VALE DO ARAGUAIA
Governo licita serviços de manutenção de 190 km da MT-322
Os serviços serão executados no trecho que vai do entroncamento da BR-158 ao entroncamento da MT-437, no Araguaia
Política
O Governo do Estado, por meio da Secretaria de Estado de Infraestrutura e Logística (Sinfra), deu início ao processo licitatório para a contratação de empresa de engenharia para execução dos serviços necessários para manutenção/conservação da rodovia não pavimentada MT-322, na Região Araguaia de Mato Grosso.
Os serviços serão executados em uma extensão de 190,3 quilômetros no trecho que vai do entroncamento da BR-158 ao entroncamento da MT-437, entre as cidades de Bom Jesus do Araguaia e São José do Xingu.
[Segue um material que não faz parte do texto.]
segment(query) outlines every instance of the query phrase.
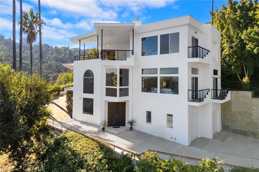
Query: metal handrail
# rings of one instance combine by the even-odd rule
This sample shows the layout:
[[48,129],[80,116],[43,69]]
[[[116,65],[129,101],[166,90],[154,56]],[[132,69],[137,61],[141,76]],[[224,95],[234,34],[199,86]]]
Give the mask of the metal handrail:
[[197,103],[203,101],[210,90],[209,89],[200,90],[188,90],[188,101]]
[[[63,123],[63,124],[66,124],[66,123],[64,123],[63,122],[61,122],[60,121],[57,121],[56,120],[54,120],[54,119],[53,119],[53,118],[50,118],[50,117],[48,117],[48,119],[51,119],[51,120],[53,120],[53,124],[54,124],[54,121],[56,121],[56,122],[60,122],[61,123]],[[140,159],[139,157],[141,157],[141,156],[143,156],[144,155],[144,154],[145,154],[145,153],[146,153],[146,152],[156,152],[157,153],[161,153],[161,154],[165,154],[165,155],[171,155],[171,156],[175,156],[175,157],[179,157],[179,158],[182,158],[182,159],[183,158],[184,158],[184,159],[190,159],[193,160],[198,160],[198,161],[199,161],[200,160],[200,159],[198,159],[198,158],[192,158],[192,157],[187,157],[187,156],[184,156],[182,155],[178,155],[178,154],[172,154],[172,153],[167,153],[167,152],[162,152],[162,151],[154,151],[154,150],[150,150],[150,149],[148,149],[148,150],[147,150],[146,151],[145,151],[143,152],[142,152],[142,153],[141,153],[140,154],[138,153],[134,153],[134,152],[132,152],[132,151],[129,151],[129,150],[126,150],[126,149],[124,149],[124,148],[122,148],[122,147],[120,147],[119,146],[117,146],[113,144],[112,144],[112,143],[109,143],[108,142],[105,142],[105,141],[104,141],[103,140],[100,140],[100,139],[99,139],[98,138],[96,138],[96,137],[93,137],[92,136],[89,136],[89,135],[87,135],[87,134],[85,134],[84,133],[83,133],[81,132],[80,132],[80,131],[77,131],[74,130],[74,129],[73,129],[74,128],[74,126],[71,126],[70,125],[69,125],[69,124],[66,124],[66,125],[67,125],[67,126],[71,126],[71,127],[73,127],[73,128],[71,128],[70,127],[69,127],[69,128],[68,128],[67,129],[67,129],[68,130],[69,130],[69,131],[70,132],[71,132],[71,131],[73,131],[73,132],[76,132],[78,133],[80,133],[80,134],[81,134],[83,135],[84,135],[85,136],[87,136],[88,137],[90,137],[90,138],[92,138],[94,139],[96,139],[96,140],[99,140],[99,141],[100,141],[101,142],[102,142],[102,143],[105,143],[105,144],[107,144],[107,145],[109,145],[109,146],[111,146],[112,147],[113,147],[113,151],[115,151],[115,148],[116,148],[116,149],[118,149],[120,150],[121,151],[123,151],[124,152],[127,152],[127,153],[129,153],[130,154],[131,154],[132,155],[132,157],[133,158],[133,159],[134,159],[134,160],[139,160],[139,159]],[[54,126],[53,126],[53,127],[54,127],[55,128],[56,128],[56,127],[54,127]],[[62,130],[63,131],[64,131],[64,130],[62,130],[62,129],[61,129],[61,130]],[[231,165],[228,164],[225,164],[225,165],[226,165],[227,166],[230,166],[230,167],[240,167],[240,166],[235,166],[235,165]]]
[[221,100],[225,99],[228,93],[228,88],[222,90],[211,89],[211,99]]
[[73,87],[73,81],[65,81],[64,88]]
[[203,59],[210,52],[209,50],[199,46],[188,47],[188,58],[200,58]]

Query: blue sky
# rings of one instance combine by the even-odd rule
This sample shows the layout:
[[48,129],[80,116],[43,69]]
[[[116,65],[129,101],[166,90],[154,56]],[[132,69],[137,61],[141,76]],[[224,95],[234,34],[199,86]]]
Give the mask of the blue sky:
[[[196,1],[41,1],[41,18],[46,23],[43,43],[52,46],[79,47],[70,38],[94,31],[93,24],[131,22],[138,17],[142,24],[190,14],[202,24],[210,21],[211,0]],[[226,0],[214,0],[221,9]],[[0,33],[12,38],[12,1],[0,0]],[[39,11],[38,1],[23,1],[23,10]],[[20,1],[16,1],[16,22],[20,17]],[[19,27],[16,26],[16,42]],[[24,35],[24,36],[26,35]],[[36,42],[39,42],[38,38]],[[92,45],[85,45],[86,48]]]

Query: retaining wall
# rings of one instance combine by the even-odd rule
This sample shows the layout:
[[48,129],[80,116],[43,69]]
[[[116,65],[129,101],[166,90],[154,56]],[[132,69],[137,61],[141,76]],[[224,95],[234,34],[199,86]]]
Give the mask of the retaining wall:
[[259,98],[251,91],[232,91],[221,104],[221,129],[259,138]]

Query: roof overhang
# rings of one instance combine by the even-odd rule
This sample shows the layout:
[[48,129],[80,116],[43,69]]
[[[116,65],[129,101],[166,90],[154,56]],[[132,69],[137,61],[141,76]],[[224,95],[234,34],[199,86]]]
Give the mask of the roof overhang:
[[135,26],[135,23],[95,23],[95,31],[70,38],[73,44],[97,43],[97,36],[100,43],[103,30],[103,43],[127,42],[130,42],[130,33]]

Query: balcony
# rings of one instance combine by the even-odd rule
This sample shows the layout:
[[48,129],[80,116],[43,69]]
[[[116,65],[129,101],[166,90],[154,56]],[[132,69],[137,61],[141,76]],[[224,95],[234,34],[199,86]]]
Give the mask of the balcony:
[[73,91],[73,81],[65,81],[64,91]]
[[203,59],[210,52],[199,46],[188,47],[188,58],[200,58]]
[[87,54],[74,56],[74,61],[101,59],[105,60],[126,60],[131,58],[133,53],[132,50],[103,50],[100,53]]
[[[208,94],[210,89],[201,90],[188,90],[188,104],[199,106],[206,104],[209,102],[205,102],[205,99]],[[203,103],[200,104],[201,103]]]

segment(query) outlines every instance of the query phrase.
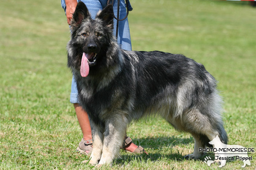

Esse trecho é de grande importância para o tráfego de veículos pesados que realizam o escoamento da produção do agronegócio da região, já que é uma rota alternativa à BR-158, também não pavimentada.
De acordo com o secretário de Estado de Infraestrutura e Logística, Marcelo de Oliveira, a intenção é que seja contratada uma empresa que possa realizar a manutenção rotineira na rodovia, através de um Plano Anual de Trabalho e Orçamento (PATO). O objetivo é manter as condições de trafegabilidade da rodovia, especialmente durante o período chuvoso.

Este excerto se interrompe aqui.